As a teenager, headteacher Del Cooke travelled two hours across the capital to attend music classes at one of the country’s top-performing secondary schools.

And now after 30 years in teaching, she has returned to all-girls Henrietta Barnett School in Hampstead Garden Suburb to take the reins at the selective academy school.

The mother-of-three took over last September after leaving her role as head of top independent girls school Sir William Perkins’s in Surrey.

Despite the transition from private to state sector, she said her new school feels much the same as her last.

Mrs Cooke, of Muswell Hill, said: “They are very, very similar. It was a lovely school, though the main difference is the challenge of managing state school funding.”

She added: “I started out teaching in the state sector many years ago.

“I ended up teaching in the independent sector and I’m grateful for the opportunities but in my heart of hearts, I always hoped to go back to the state sector. It’s a school I’ve been very attached to my whole life.
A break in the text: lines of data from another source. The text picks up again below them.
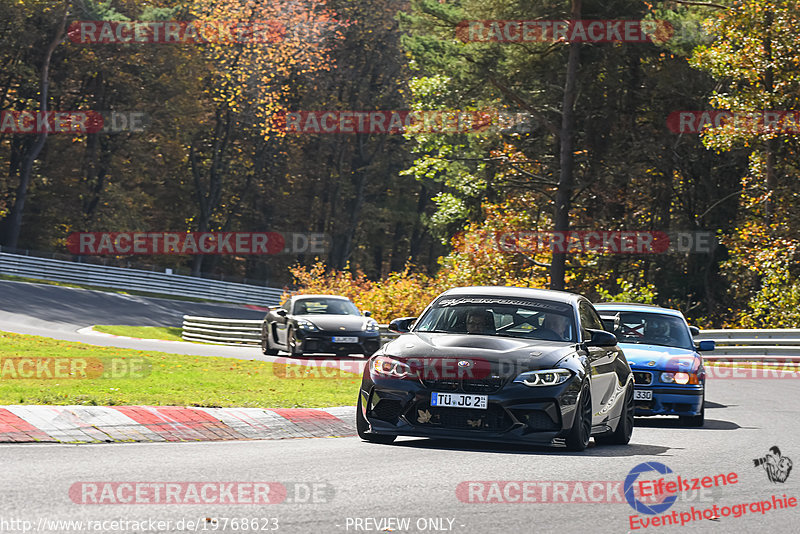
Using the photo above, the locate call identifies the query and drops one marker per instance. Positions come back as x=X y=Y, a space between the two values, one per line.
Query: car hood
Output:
x=665 y=358
x=335 y=322
x=519 y=354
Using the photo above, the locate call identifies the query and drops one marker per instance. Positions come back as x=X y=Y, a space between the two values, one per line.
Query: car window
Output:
x=589 y=318
x=649 y=328
x=323 y=306
x=498 y=316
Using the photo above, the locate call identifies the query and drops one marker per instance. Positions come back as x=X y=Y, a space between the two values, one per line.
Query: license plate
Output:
x=457 y=400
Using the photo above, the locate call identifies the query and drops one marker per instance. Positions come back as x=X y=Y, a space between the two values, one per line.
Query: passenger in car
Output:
x=480 y=322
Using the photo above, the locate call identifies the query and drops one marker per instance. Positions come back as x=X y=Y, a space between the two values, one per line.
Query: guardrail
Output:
x=752 y=344
x=236 y=331
x=136 y=279
x=731 y=344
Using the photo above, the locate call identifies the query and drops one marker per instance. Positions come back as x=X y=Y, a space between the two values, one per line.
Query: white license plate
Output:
x=457 y=400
It was a lovely opportunity.”

Her vision for the school is simple: inspire and empower her pupils to go on to achieve extraordinary things.

Mrs Cooke, of Muswell Hill, said: “These students are so talented, interested and motivated; there’s really no barrier to what they can achieve.

“I hope I can add to that mix, as it’s a very unusual school in that it is so high achieving and yet has such a strong sense of family and community.

“That’s a very rare combination and something that very much needs nurturing, so it’s a great privilege to be here.”

One of the first projects she will be taking on as leader of the prestigious former grammar school is to fundraise for a state-of-the-art new library.

Governors have approved plans to internally extend and refurbish the existing library, which they say is not big enough for the number of pupils clamouring to use it.

A school-wide project to fundraise for the library began last month, and Mrs Cooke has urged the community to help them turn their dream into reality by donating.

The mother-of-three said: “Our library is not really fit for purpose, it’s not big enough for the number of students that want to be in it.”

Mrs Cooke, of Muswell Hill, added: “We just about have enough funding to get the books but we couldn’t possibly do it on our normal funding.”

The school has planning permission for the project but expects works to begin over the summer holidays.